4. Do you remember minimizing your body movements so that you weren't gonna show you where holding gas in public?

5. Do you workout? If yes, do you specifically train your gluteal/pelvic floor on a daily basis?

6. Are there times when you feel like your anus is open, and you are 100% sure you are having LG?

7. Do you ever feel the gas pass through your anus? If yes, does it just happen every now and then and if yes, does it happen after doing something specific ?

8. Do you ever recall having a little more control than usual over your anus muscle after having had sexual climax? (Muscle spasm related)

9. Do the lack of gas caused by specific gas reducing meds give you a feeling of "less opened" anus?

10. Do you experience heavy LG after eating much fiber (vegetables, fruit. Grains) ?

11. Were you on some kind of medication when LG occurred the first time?

12. Do you have days when you feel 'normal' and in complete control of your anus ?

13. Do you feel like your squeezing your buttocks to hold in wind is somehow 'wrong' and that you are missing something?

14. Do you have specific food intolerance?

15. Did you ever try to do some specific pelvic floor excercises and realized you had no strength to do them?

16. Do you ever feel 'cured' for awhile for doing something and then after a few days believe you were just fooling yourself and nothing has changed?

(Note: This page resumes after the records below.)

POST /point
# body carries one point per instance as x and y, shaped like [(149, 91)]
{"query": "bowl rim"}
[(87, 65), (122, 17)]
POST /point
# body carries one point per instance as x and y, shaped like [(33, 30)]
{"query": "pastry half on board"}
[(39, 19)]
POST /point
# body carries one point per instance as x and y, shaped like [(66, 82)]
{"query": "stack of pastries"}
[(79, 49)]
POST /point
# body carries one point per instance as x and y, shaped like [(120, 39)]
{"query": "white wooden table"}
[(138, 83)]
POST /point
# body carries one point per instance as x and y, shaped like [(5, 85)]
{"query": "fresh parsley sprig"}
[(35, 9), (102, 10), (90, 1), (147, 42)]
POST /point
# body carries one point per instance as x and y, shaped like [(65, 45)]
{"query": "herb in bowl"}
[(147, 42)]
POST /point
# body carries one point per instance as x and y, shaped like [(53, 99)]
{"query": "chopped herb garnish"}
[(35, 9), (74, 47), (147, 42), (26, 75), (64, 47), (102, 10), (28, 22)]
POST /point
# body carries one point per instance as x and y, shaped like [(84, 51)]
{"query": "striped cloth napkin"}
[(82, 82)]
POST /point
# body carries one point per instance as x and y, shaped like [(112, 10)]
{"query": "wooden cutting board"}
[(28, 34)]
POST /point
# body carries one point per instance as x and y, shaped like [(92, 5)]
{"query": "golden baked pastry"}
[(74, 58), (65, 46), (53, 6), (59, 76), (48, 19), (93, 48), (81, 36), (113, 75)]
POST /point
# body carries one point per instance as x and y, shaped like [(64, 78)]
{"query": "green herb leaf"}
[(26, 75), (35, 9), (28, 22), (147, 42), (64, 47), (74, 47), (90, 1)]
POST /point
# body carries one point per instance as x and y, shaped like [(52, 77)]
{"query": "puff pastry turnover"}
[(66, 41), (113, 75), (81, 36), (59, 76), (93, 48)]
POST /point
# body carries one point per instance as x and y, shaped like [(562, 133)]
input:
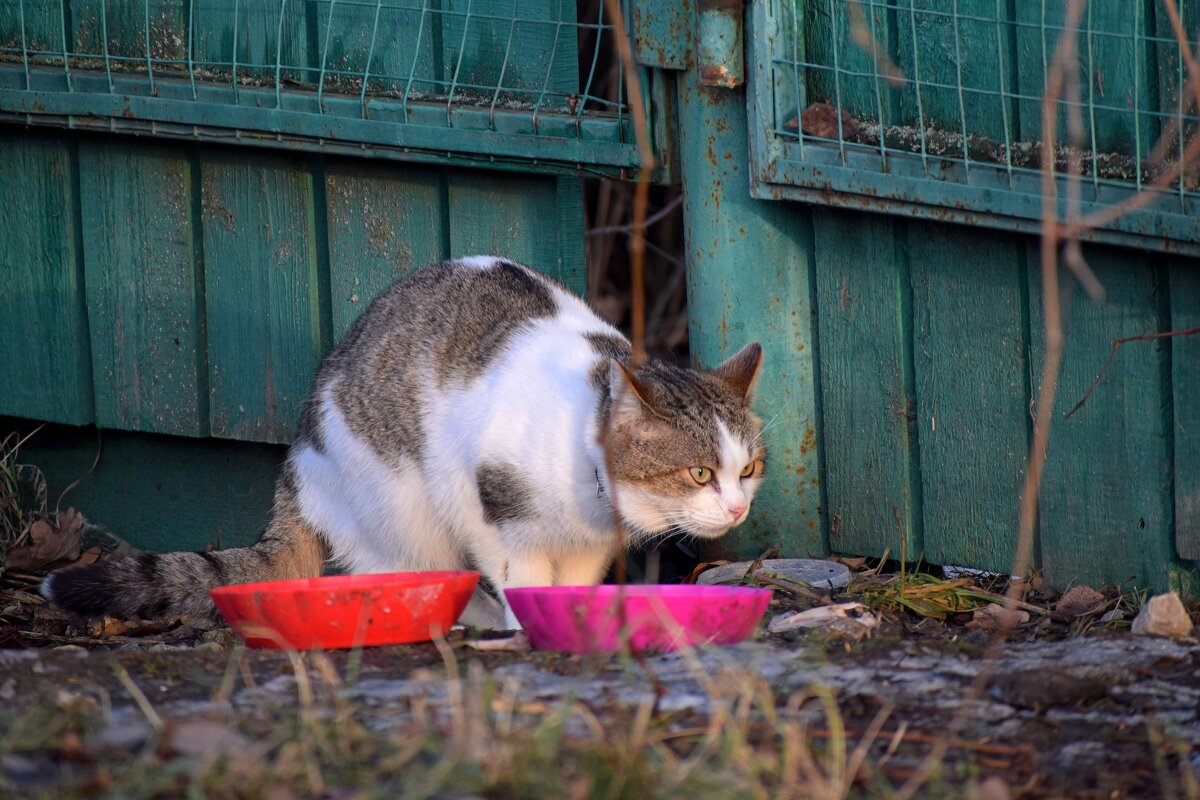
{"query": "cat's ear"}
[(741, 370), (629, 395)]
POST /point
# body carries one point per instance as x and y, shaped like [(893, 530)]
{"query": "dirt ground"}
[(1072, 707)]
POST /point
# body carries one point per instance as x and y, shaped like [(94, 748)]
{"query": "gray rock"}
[(817, 573)]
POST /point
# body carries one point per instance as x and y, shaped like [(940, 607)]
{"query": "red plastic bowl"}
[(346, 611), (601, 619)]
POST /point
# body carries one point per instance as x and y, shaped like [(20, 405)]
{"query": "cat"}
[(459, 425)]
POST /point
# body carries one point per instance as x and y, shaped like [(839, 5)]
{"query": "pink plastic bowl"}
[(591, 619), (346, 611)]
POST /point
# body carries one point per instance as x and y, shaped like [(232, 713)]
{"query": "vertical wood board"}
[(142, 296), (45, 356), (868, 405), (972, 385), (36, 26), (940, 52), (855, 78), (156, 492), (517, 217), (393, 43), (749, 278), (1105, 510), (384, 222), (1119, 89), (262, 298), (130, 32), (525, 47), (259, 36)]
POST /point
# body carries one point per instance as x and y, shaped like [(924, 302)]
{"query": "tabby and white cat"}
[(457, 425)]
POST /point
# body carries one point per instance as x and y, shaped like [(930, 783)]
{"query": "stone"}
[(1078, 601), (1163, 615), (819, 573)]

17. Did you ever watch your area in a mirror and noticed it was loose?

---------

Thanx everyone. I'm working on a healing plan for everyone so please contribute


----------



## oceanblue141 (Apr 14, 2012)

1. Do you remember having some kind of physical trauma before LG happened? If yes, explain :

* lLot of emotional trauma on my pelvis*

2. Have you been checked by a doctor for possible physical causes after you found out you were having LG? If yes, explain

*Yes. Very mild intussusception or prolapse after an year of LG.*

3. Have you ever had psychological embarassment when having the need to pass gas BEFORE lg happened the first time?

* Yes*

4. Do you remember minimizing your body movements so that you weren't gonna show you where holding gas in public?

*Yes, in movie theatre*

5. Do you workout? If yes, do you specifically train your gluteal/pelvic floor on a daily basis?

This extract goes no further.